ANTWERP .- valerie_troost gallery develops its program in collaboration with the Antwerp-based
valerie_traan gallery, where gallery owner Veerle Wenes, together with curator Frank Maes, continues to explore the relationships between art, architecture, and the everyday. Together, they further delve into the interaction between the aesthetic on one hand and the stories, meanings, interactions, and frictions that shape society on the other.
valerie_troost gallery pays special attention to the relationships that the artwork enters into with the spatial context in which it is displayed and with the people and things with which it shares that space. A strong image knows how to generate an infectious tension between concept and material; between the concrete presence of a work and the way in which it stimulates the imagination and generates possible meanings.
It is precisely this tension between the concrete and the imaginary that we find, in a very specific, exceptional way, in the oeuvre of both Charl van Ark and Sine Van Menxel, the artists with whom valerie_troost gallery opens its doors by the sea.

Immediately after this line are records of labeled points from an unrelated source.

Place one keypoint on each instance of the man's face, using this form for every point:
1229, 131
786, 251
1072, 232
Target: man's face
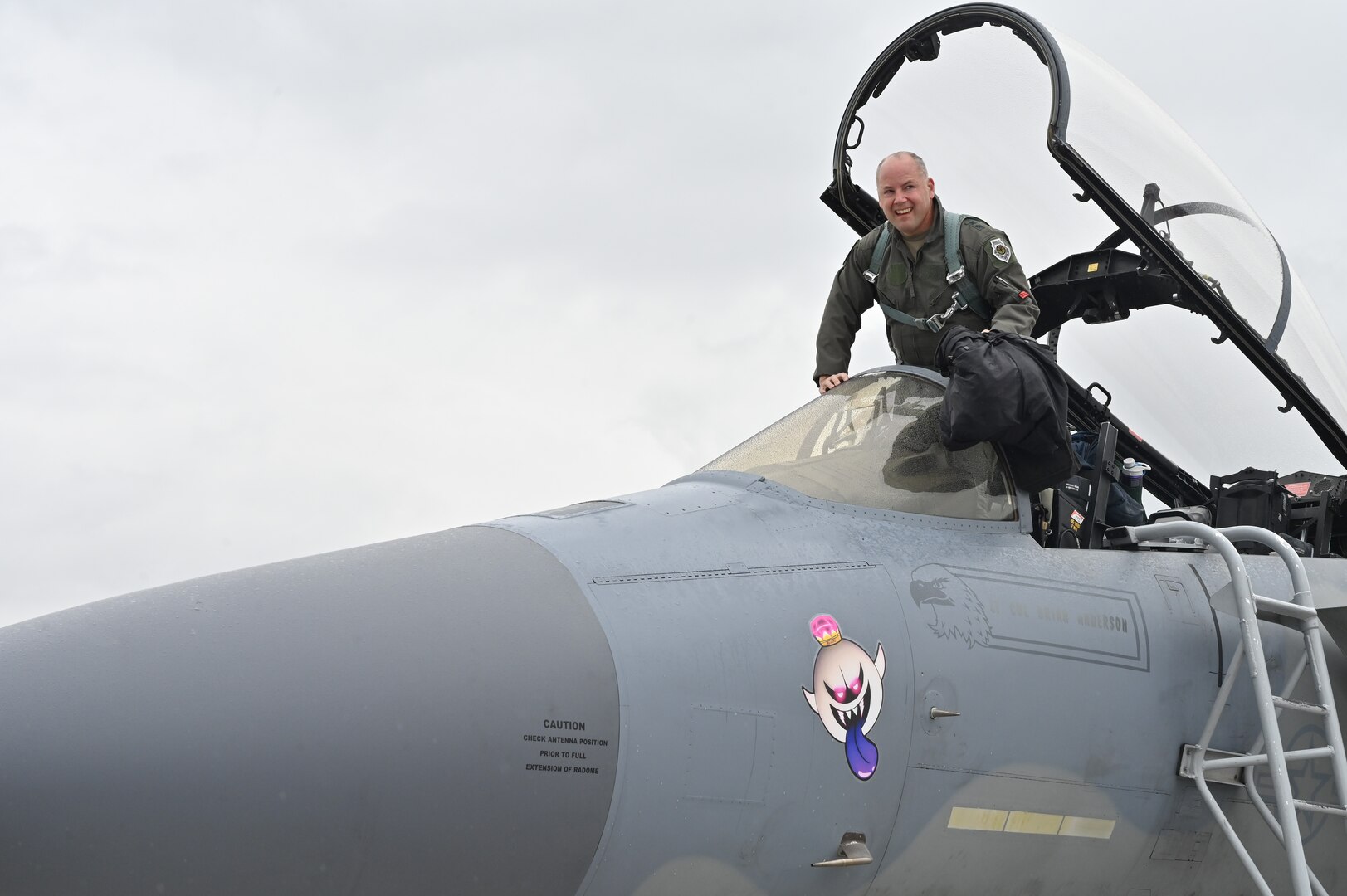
905, 196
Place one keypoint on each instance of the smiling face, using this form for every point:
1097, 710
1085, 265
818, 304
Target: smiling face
905, 194
847, 688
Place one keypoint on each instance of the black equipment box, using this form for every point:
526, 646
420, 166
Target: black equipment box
1070, 509
1318, 514
1258, 498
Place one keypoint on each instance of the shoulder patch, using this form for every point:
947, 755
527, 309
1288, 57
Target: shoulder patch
1000, 251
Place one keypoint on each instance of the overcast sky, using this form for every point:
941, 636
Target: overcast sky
285, 278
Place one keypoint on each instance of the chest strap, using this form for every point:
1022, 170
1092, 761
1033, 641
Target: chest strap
964, 290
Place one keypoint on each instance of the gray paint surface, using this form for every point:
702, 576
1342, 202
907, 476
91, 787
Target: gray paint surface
352, 723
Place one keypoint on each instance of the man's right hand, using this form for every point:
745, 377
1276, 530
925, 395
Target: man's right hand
832, 382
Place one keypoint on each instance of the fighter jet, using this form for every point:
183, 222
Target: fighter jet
837, 659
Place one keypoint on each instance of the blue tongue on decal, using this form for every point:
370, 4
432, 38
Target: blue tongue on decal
861, 753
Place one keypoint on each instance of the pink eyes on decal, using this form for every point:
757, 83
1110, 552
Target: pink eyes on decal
842, 694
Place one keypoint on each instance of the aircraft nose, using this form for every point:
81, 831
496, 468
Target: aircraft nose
373, 721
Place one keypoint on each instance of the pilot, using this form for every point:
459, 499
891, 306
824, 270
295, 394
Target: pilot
921, 280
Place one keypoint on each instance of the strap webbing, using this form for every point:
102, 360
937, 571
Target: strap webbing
964, 290
871, 274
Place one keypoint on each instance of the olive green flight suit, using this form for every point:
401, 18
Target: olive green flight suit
918, 286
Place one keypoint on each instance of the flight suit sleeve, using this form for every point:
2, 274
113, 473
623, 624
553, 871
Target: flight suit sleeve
852, 294
1000, 279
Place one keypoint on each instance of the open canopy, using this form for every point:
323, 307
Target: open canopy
1206, 343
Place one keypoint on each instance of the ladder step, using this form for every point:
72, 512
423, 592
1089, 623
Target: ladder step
1318, 709
1284, 608
1261, 759
1330, 809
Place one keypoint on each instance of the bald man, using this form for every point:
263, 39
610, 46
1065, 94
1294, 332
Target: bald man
910, 276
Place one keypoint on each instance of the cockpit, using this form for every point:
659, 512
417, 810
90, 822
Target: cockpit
875, 442
1165, 299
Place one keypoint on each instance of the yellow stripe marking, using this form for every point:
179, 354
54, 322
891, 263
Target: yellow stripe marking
1018, 822
977, 820
1096, 827
1032, 824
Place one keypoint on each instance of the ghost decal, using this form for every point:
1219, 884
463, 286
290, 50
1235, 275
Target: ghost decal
847, 693
953, 611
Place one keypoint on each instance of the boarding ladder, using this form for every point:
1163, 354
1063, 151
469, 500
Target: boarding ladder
1238, 600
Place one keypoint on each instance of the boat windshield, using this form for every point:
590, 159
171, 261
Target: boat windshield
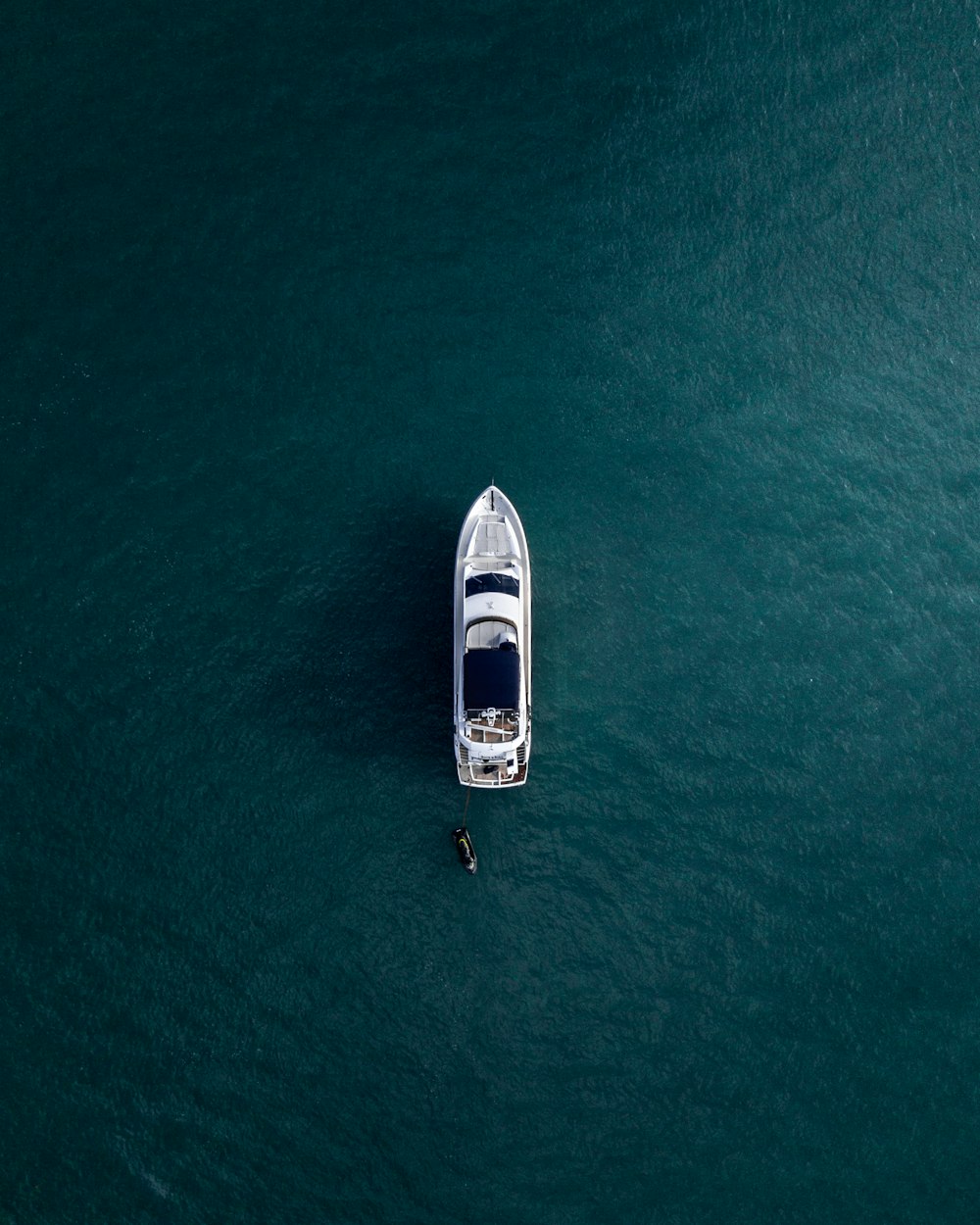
491, 583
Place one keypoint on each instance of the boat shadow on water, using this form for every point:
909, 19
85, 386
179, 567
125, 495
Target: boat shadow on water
367, 660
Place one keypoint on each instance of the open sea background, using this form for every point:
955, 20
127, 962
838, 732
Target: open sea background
283, 288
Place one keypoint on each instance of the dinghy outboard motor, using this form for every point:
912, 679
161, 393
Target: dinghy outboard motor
465, 849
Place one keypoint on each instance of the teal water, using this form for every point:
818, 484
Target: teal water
283, 292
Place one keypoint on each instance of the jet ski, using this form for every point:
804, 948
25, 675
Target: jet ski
465, 849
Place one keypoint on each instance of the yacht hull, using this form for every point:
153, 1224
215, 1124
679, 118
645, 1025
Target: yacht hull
491, 640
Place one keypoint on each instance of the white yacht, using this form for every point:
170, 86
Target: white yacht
493, 646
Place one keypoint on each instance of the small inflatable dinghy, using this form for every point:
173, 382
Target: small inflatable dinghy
465, 849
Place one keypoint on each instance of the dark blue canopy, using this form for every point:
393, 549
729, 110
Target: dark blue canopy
491, 584
491, 677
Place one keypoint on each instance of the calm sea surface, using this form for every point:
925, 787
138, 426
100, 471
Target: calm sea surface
283, 289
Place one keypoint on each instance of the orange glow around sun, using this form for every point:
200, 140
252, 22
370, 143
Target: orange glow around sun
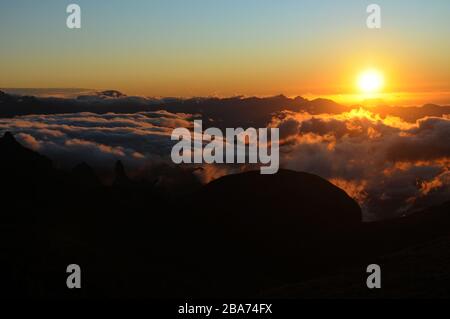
371, 81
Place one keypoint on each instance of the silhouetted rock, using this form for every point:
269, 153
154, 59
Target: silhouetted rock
84, 176
286, 200
121, 177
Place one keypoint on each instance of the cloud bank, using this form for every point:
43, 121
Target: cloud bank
390, 166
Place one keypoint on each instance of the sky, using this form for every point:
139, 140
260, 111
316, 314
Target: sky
228, 47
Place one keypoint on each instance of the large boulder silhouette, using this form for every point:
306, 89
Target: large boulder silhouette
287, 198
280, 213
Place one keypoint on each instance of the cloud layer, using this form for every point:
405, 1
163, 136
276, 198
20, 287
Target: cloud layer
388, 165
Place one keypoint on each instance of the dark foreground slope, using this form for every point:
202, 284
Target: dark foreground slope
242, 235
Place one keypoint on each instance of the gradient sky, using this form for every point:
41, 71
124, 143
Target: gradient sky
226, 47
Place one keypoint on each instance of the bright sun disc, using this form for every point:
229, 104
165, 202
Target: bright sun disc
370, 81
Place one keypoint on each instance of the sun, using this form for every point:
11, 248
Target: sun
370, 81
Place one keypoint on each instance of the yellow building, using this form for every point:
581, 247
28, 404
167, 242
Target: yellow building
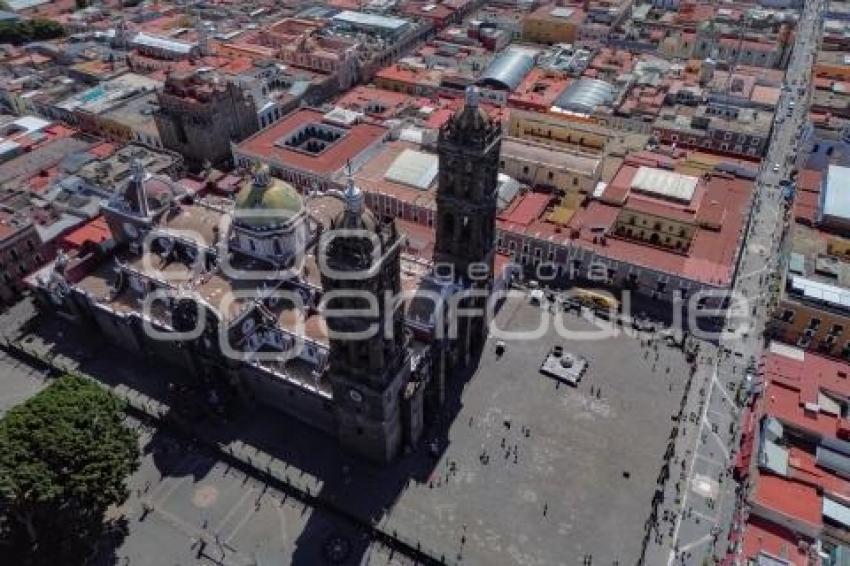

In the paintings of Charl van Ark (°1951, lives and works in Enschede) composition or colour hardly play any role. Crucial is the skin of the painting, and the way in which the perception of space and light are reflected in the work. Personal, seemingly insignificant anecdotes or coincidences'small moments'form motifs, which are reworked several times out of a desire to give them permanence. For Charl Van Ark, each exhibition forms "a work in itself. He writes about this: "Every exhibition aims to play with autonomous works in an unfamiliar spatial situation, leading to innovative and surprising insights. Works then generate a (new) context. Sometimes, I adjust setups to make a concept (or context) lying behind and between the works more perceptible. This often confronts me with the strangeness in the work itself.
Sine van Menxel (1988, lives and works in Antwerp) practices a very concrete kind of photography. The physical, experimental work in the darkroom is crucial to her artistic practice. The reason for working with a seemingly dated medium such as analogue photography has nothing to do with nostalgia but with the desire to explore and play with this medium and its machinery from the inside, to enter into a dialogue with it. Given this working 'from within', it should come as no surprise that, in a literal, physical way, she herself is sometimes present in her work.